Probablily calculation question

I have a population x and
I want to select y items and
The items in population x are reusable, similar to the “Birthday Paradox,” how do I calculate the expected number of unique items?

Your question is unclear. Are you asking about ‘selection’ with replacement, and what the odds are of getting a previously selected item?

Stranger

Well, as an example,I have 100 items, and I select them one at a time, put them back, and reselect. If I do that 100 times, I’d expect to have selected maybe 60-65 unique items. Wondering what the general formula is.

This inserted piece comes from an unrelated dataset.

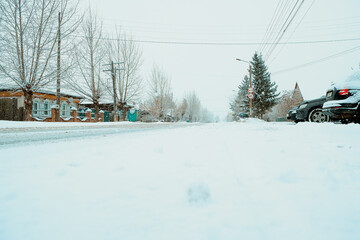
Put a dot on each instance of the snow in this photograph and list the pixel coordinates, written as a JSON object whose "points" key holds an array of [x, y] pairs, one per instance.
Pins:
{"points": [[240, 180]]}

What you are describing is a cascading chain of conditional probabilities, from which you could laboriously derive a composite probability distribution stretching between the two extremes of 100 unique items to selecting the exact same item 100 times in a row. Those two cases are the easiest to solve because they are linear chains, and everything in-between is branching, You could develop a formula for calculating the likelihood of getting y unique items in x draws by summing over all of the possible permutations but it won’t be a simple formula even if you go through the gyrations to reduce it down.

From a practical standpoint, unless you want the academic exercise of working through a graduate-level problem in combinatorics, I would just set up a Monte Carlo simulation, run it a few million times, and trust the central limit theorem to give you a close approximation of that distribution.

Stranger

The limit is 1 - 1/e (roughly 63.2%).

Indeed so. It can be re-framed to be equivalent to something called a Derangement in Combinatorics (a term I always appreciated).

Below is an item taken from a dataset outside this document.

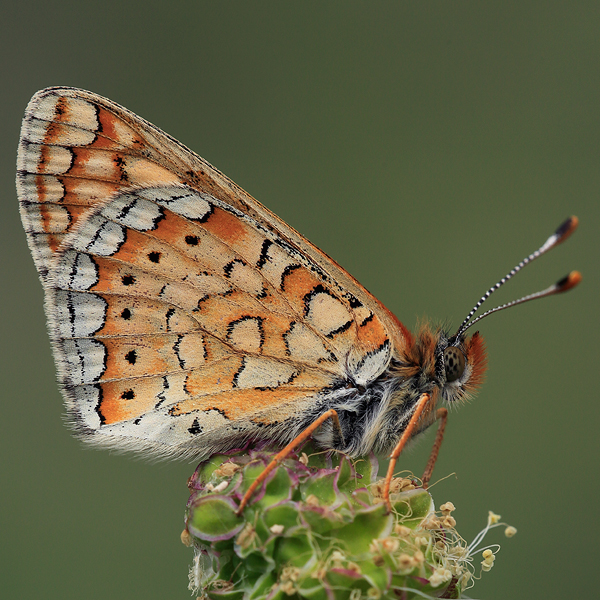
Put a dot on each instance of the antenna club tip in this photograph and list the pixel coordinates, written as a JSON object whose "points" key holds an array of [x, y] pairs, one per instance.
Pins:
{"points": [[569, 282], [566, 229]]}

And you tend to hit it pretty fast. After about 7 or 8 trials, you’re probably in the neighborhood of that limit already.

If all you are interested in is the expected value, its not actually too hard.
For a given element i of the population let’s define a variable that is equal to 1 if that sample is seen and 0 if it isn’t. The total number of observations seen is going to be equal to the sum of these variables.

And for each of these variables, the probability that a that variables will have a value of 1 is given by:

P(i will be seen)
= 1-P(i will not be seen in any of the y draws)
= 1-P(i will not be seen in one of the draws)^y
= 1-P(1-1/x)^y

Now as @Stranger_On_A_Train says, all of these variables are conditionally dependent. But if all we are interested in is the expected value, then it doesn’t matter. Regardless of the dependency the expectation of a sum of variables, is equal to the sum of their expectations.

So since each of the X elements of population has an expectation equal to 1-P(1-1/x)^y the total number of unique hits will be equal to x*(1-(1-1/x)^y).

This is true only if y is approximately equal to x, since (1-1/x)^x approaches 1/e

In general if x and y are large the proportion hit will be close to 1-exp(-y/x)

To late to edit, this should read
the total expected number of unique hits will be equal to x*(1-(1-1/x)^y

Thanks, and actually with some random (not to start that debate!) testing, that pretty much reflects the results I found.

I should hope so! The numbers should match the theory.

But one problem that can exist with empirical testing is determining whether or not one has enough samples to form a general rule, which I imagine is where you were sitting before the thread.

Is this what you’re looking for?
Poisson distribution. Given N possible events, and Q random picks, What is the probability of “x” hits
(e.g. Q=1m lottery players choose from N=3.9m choices, what are the odds of 2 winners)
The limiting as N approaches infinity …
A = Q/N (A is also the expected value or mean)
P(x) = (e ** -A * A**x) / x!

Thanks, but no. For what I was looking for, that looks a little fishy to me. And . . . this is not to open another discussion on the nuances and technicalities on what constitutes ‘random.’ For this situation, it’s random enough!

Specifically where this came up was at my work, a person in another department was needing to do a ‘random’ sampling of 150 pieces of equipment out of a population of 250. I was somewhat familiar with the process they used, and I knew that the software a) often generated a previously used number, and b) expected duplicatesm especially with large samples of small groups, and just grabbed another random number if one had already been used. So, in a case of 150 out of 250, it might have to generate 200+ random numbers to get 150 unique ones.

So, I was just curious as to how many unique values to expect if it stopped at 150.

The way to do this is not to repeatedly generate random integers until you get 150 distinct ones.

Generate 250 random real numbers, such as in the interval [0-1], assigning a result to each machine. Then sort by the random numbers. Sample the machines with the lowest 150 numbers. You can to this pretty easily in Excel.

This is a “shuffle” algorithm rather than a “selection with replacement” algorithm.